O avanço da extrema-direita na vizinha Espanha dominou a pré-campanha das legislativas nacionais espanholas, marcadas para 23 de julho. Mas o protagonista é, sobretudo, o de um partido: o VOX, que elegeu os primeiros deputados há apenas cinco anos.

Bernat Armangue/AP

Lusa

SIC Notícias

Foi no parlamento regional da Andaluzia que o VOX conseguiu os primeiros deputados (12), em 2018, resultado de 10,9% dos votos. Desde então, elegeu 52 deputados para o parlamento nacional, onde se tornou na terceira força política, em 2019, e entrou, coligado com o Partido Popular (PP) em três governos regionais.

Com as eleições locais e regionais de 28 de maio último entrou também em mais de 100 executivos de grandes municípios coligado com o PP.

A confirmarem-se a maioria das sondagens, o PP ganhará as eleições de 23 de julho sem maioria absoluta, que poderá conseguir com uma coligação com o VOX, cenário que a liderança do Partido Popular já admitiu. Segundo as mesmas sondagens, o VOX conseguirá cerca de 15% dos votos, um resultado semelhante ao que teve nas legislativas anteriores, de 2019.
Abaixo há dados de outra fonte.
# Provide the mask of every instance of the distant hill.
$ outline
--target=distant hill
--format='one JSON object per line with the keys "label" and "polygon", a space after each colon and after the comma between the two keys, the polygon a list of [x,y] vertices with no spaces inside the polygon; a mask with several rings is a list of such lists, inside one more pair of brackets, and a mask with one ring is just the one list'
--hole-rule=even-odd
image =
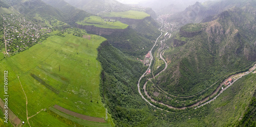
{"label": "distant hill", "polygon": [[10,0],[8,2],[20,14],[42,25],[55,19],[62,22],[68,19],[64,13],[41,0]]}
{"label": "distant hill", "polygon": [[84,17],[91,15],[84,11],[71,6],[63,0],[42,0],[42,1],[64,13],[68,18],[66,22],[71,25],[74,25],[75,22],[82,20]]}
{"label": "distant hill", "polygon": [[196,2],[203,2],[207,0],[151,0],[142,1],[139,5],[152,8],[157,14],[173,14],[184,10]]}
{"label": "distant hill", "polygon": [[184,11],[170,16],[169,21],[177,22],[182,25],[189,23],[209,21],[212,20],[212,18],[216,15],[229,9],[234,7],[244,7],[247,1],[225,0],[197,2],[186,8]]}
{"label": "distant hill", "polygon": [[188,24],[171,40],[172,64],[157,83],[172,94],[194,95],[224,75],[256,61],[254,2],[232,8],[211,21]]}
{"label": "distant hill", "polygon": [[127,10],[130,7],[115,0],[65,0],[79,9],[92,14],[108,11]]}
{"label": "distant hill", "polygon": [[4,0],[0,0],[0,7],[6,8],[10,7],[10,5]]}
"Espanha não é excecional no contexto europeu ou no contexto das democracias ocidentais. Muito poucas democracias se livram neste momento deste tipo de partidos", diz à Lusa o professor de Ciência Política na IE University, de Madrid, Óscar Martínez Tapia

Aquilo que diferencia o VOX em relação a outros casos é que com 15% de votos, num sistema parlamentar e político como o espanhol, consegue um número de deputados "que lhe permite ter poder de chantagem sobre outros partidos".

Isso diferencia Espanha de França, por exemplo, onde um partido de extrema-direita como o de Marine Le Pen, mais antigo do que o VOX, "é muito potente, mas por causa do sistema eleitoral francês e do semipresidencialismo não chega a ter essa importância no momento de fazer políticas", explica Oscar Martínez Tapia.
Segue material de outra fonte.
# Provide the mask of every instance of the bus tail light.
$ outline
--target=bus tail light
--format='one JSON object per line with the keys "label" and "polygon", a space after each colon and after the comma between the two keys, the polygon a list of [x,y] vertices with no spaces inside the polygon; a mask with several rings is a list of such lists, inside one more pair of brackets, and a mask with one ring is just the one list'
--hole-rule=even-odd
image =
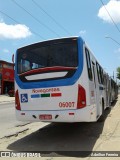
{"label": "bus tail light", "polygon": [[78,85],[77,109],[84,108],[85,106],[86,106],[86,92],[81,85]]}
{"label": "bus tail light", "polygon": [[21,110],[18,90],[15,92],[15,107],[17,110]]}

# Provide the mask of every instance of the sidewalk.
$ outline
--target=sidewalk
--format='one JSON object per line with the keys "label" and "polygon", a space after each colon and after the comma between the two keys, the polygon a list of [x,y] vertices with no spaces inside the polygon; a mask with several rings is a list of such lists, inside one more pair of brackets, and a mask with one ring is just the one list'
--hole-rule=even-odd
{"label": "sidewalk", "polygon": [[15,102],[15,97],[10,97],[9,95],[0,95],[0,104],[13,103]]}

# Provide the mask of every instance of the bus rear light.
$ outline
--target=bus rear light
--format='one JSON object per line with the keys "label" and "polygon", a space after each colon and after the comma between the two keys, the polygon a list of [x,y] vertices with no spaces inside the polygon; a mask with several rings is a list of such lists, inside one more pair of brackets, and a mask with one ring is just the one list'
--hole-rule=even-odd
{"label": "bus rear light", "polygon": [[21,110],[18,90],[15,92],[15,108],[16,108],[17,110]]}
{"label": "bus rear light", "polygon": [[84,108],[85,106],[86,106],[86,92],[81,85],[78,85],[77,109]]}
{"label": "bus rear light", "polygon": [[74,113],[69,113],[69,115],[74,115]]}
{"label": "bus rear light", "polygon": [[21,113],[21,115],[22,115],[22,116],[24,116],[24,115],[25,115],[25,113]]}

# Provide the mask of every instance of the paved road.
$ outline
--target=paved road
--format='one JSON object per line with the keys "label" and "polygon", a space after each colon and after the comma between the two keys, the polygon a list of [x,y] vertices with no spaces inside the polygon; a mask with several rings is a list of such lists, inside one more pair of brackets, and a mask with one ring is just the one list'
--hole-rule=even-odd
{"label": "paved road", "polygon": [[0,104],[0,138],[9,135],[15,126],[23,124],[16,120],[14,103]]}

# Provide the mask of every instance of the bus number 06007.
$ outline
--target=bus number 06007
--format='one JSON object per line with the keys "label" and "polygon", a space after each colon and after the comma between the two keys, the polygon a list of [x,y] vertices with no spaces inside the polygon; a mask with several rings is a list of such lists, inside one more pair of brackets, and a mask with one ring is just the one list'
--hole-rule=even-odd
{"label": "bus number 06007", "polygon": [[59,107],[74,107],[75,102],[60,102]]}

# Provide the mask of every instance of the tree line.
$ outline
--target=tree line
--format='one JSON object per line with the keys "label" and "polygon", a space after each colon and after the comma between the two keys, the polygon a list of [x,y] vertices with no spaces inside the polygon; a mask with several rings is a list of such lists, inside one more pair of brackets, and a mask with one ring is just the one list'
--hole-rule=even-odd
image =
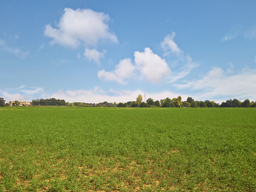
{"label": "tree line", "polygon": [[220,105],[214,101],[206,100],[203,101],[195,101],[191,97],[188,97],[186,101],[182,101],[181,97],[179,96],[177,98],[172,99],[166,98],[161,99],[159,101],[149,98],[147,102],[142,102],[142,97],[139,95],[135,101],[129,101],[126,103],[120,102],[117,105],[118,107],[256,107],[256,102],[250,102],[247,99],[243,102],[241,102],[236,99],[233,100],[228,100],[226,102],[222,102]]}
{"label": "tree line", "polygon": [[34,106],[63,106],[66,105],[66,102],[64,99],[33,99],[31,105]]}
{"label": "tree line", "polygon": [[[4,98],[0,98],[0,107],[10,106],[9,103],[5,103],[5,100]],[[10,101],[11,102],[11,101]],[[142,97],[139,94],[136,100],[134,101],[128,101],[127,102],[119,102],[117,103],[104,101],[99,103],[89,103],[84,102],[66,102],[64,99],[56,99],[55,98],[50,99],[33,99],[31,103],[32,106],[68,106],[77,107],[88,107],[88,106],[116,106],[117,107],[256,107],[256,102],[250,102],[249,99],[245,99],[242,102],[236,99],[233,100],[227,100],[226,102],[222,102],[220,105],[214,101],[209,100],[195,101],[191,97],[188,97],[186,101],[181,101],[181,97],[179,96],[177,98],[172,99],[166,98],[164,99],[161,99],[160,101],[154,101],[152,98],[149,98],[146,102],[142,102]],[[12,106],[19,106],[19,101],[15,101],[13,103]]]}

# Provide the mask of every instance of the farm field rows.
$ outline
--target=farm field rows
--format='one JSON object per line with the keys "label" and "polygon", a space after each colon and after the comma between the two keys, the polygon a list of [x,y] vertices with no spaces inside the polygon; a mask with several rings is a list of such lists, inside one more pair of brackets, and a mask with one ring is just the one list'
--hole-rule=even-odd
{"label": "farm field rows", "polygon": [[0,191],[256,191],[255,108],[0,108]]}

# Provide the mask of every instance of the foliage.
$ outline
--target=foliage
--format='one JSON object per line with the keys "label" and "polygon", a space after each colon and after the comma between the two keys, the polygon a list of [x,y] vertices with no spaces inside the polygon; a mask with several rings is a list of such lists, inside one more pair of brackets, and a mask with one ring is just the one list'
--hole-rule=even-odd
{"label": "foliage", "polygon": [[155,106],[156,106],[156,107],[160,107],[160,102],[158,100],[156,100],[155,102]]}
{"label": "foliage", "polygon": [[147,103],[150,106],[155,105],[155,102],[154,102],[154,99],[151,98],[148,98],[148,99],[147,99]]}
{"label": "foliage", "polygon": [[187,99],[187,101],[186,102],[188,102],[189,103],[191,104],[192,103],[192,102],[193,101],[195,101],[194,99],[192,99],[191,97],[188,97],[188,98]]}
{"label": "foliage", "polygon": [[[78,104],[79,103],[79,104]],[[79,102],[77,105],[80,105],[81,103]],[[33,99],[32,100],[32,106],[65,106],[66,102],[63,99],[56,99],[55,98],[50,98],[50,99]]]}
{"label": "foliage", "polygon": [[145,102],[142,102],[140,105],[140,107],[149,107],[150,106]]}
{"label": "foliage", "polygon": [[142,102],[142,96],[141,96],[141,94],[139,94],[136,98],[136,104],[140,105],[141,102]]}
{"label": "foliage", "polygon": [[183,105],[186,107],[190,107],[191,106],[190,103],[188,101],[186,102]]}
{"label": "foliage", "polygon": [[196,104],[196,101],[192,101],[191,103],[191,107],[198,107]]}
{"label": "foliage", "polygon": [[162,105],[163,107],[171,107],[171,104],[168,101],[165,101]]}
{"label": "foliage", "polygon": [[5,100],[4,98],[0,98],[0,107],[4,107]]}

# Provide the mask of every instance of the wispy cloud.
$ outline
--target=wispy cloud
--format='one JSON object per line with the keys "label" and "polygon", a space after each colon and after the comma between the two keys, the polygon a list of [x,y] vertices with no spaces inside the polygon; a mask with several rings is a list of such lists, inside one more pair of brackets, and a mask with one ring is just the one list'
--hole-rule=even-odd
{"label": "wispy cloud", "polygon": [[236,37],[241,31],[241,27],[239,26],[236,26],[230,29],[228,32],[221,39],[220,41],[221,43],[223,43],[225,41],[228,41],[232,39],[233,38]]}
{"label": "wispy cloud", "polygon": [[174,53],[179,57],[182,53],[182,51],[173,41],[175,34],[174,32],[172,32],[171,35],[168,34],[164,37],[164,41],[161,42],[161,47],[164,51],[164,56]]}
{"label": "wispy cloud", "polygon": [[77,59],[79,59],[81,57],[81,54],[80,54],[80,53],[77,53]]}
{"label": "wispy cloud", "polygon": [[[232,68],[233,66],[231,67]],[[255,99],[255,82],[256,69],[244,68],[235,75],[230,75],[220,67],[213,67],[201,79],[172,85],[178,89],[201,90],[197,95],[205,99],[217,96],[241,97]]]}
{"label": "wispy cloud", "polygon": [[45,93],[42,87],[31,87],[22,85],[18,88],[8,90],[0,90],[0,95],[1,95],[6,101],[19,100],[20,99],[23,101],[31,101],[33,99],[45,96]]}
{"label": "wispy cloud", "polygon": [[193,62],[189,55],[184,57],[183,60],[183,62],[185,62],[186,64],[184,65],[182,67],[180,68],[180,71],[173,71],[172,74],[166,77],[165,81],[166,84],[175,82],[186,77],[190,73],[192,69],[200,65],[197,62]]}
{"label": "wispy cloud", "polygon": [[28,50],[26,52],[25,52],[21,51],[19,48],[10,47],[8,46],[4,41],[2,39],[0,39],[0,51],[13,54],[16,57],[22,59],[26,59],[29,54],[29,51]]}
{"label": "wispy cloud", "polygon": [[116,81],[121,84],[125,84],[124,80],[129,79],[134,75],[133,71],[135,68],[131,59],[124,59],[119,61],[114,71],[108,72],[103,69],[98,71],[97,75],[99,78],[104,81]]}
{"label": "wispy cloud", "polygon": [[244,34],[244,37],[248,39],[256,38],[256,27],[254,27],[251,29],[246,31]]}
{"label": "wispy cloud", "polygon": [[85,56],[89,61],[93,61],[98,65],[100,64],[100,58],[104,57],[104,54],[107,52],[107,51],[104,50],[102,52],[100,53],[95,49],[85,49],[85,51],[84,53],[84,56]]}

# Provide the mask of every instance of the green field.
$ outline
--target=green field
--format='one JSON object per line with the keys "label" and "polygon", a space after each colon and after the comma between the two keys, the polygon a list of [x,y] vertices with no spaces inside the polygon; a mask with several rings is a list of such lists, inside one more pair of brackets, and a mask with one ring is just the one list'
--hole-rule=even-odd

O VOX foi fundado no final de 2013, ainda sob os impactos da crise financeira de 2008, por um antigo militante do PP, Santiago Abascal.

O partido partilha com movimentos de extrema-direita de outros países propostas e um discurso nacionalistas, contra o projeto da União Europeia, securitários ou de controlo da imigração que são considerados xenófobos e discriminatórios de grupos sociais.

Estes partidos nascem, por norma, de uma "onda de descontentamento" e "costumam pescar votos numa parte da população" que tem sentimentos de desigualdade e frustração, afirma Oscar Martinez Tapia.

O académico dá como exemplo a Alternativa pela Alemanha, que segundo estudos recentes se aproxima dos 20% de apoio dos eleitores, "de um tipo de votante muito farto dos ecologistas, do movimento verde".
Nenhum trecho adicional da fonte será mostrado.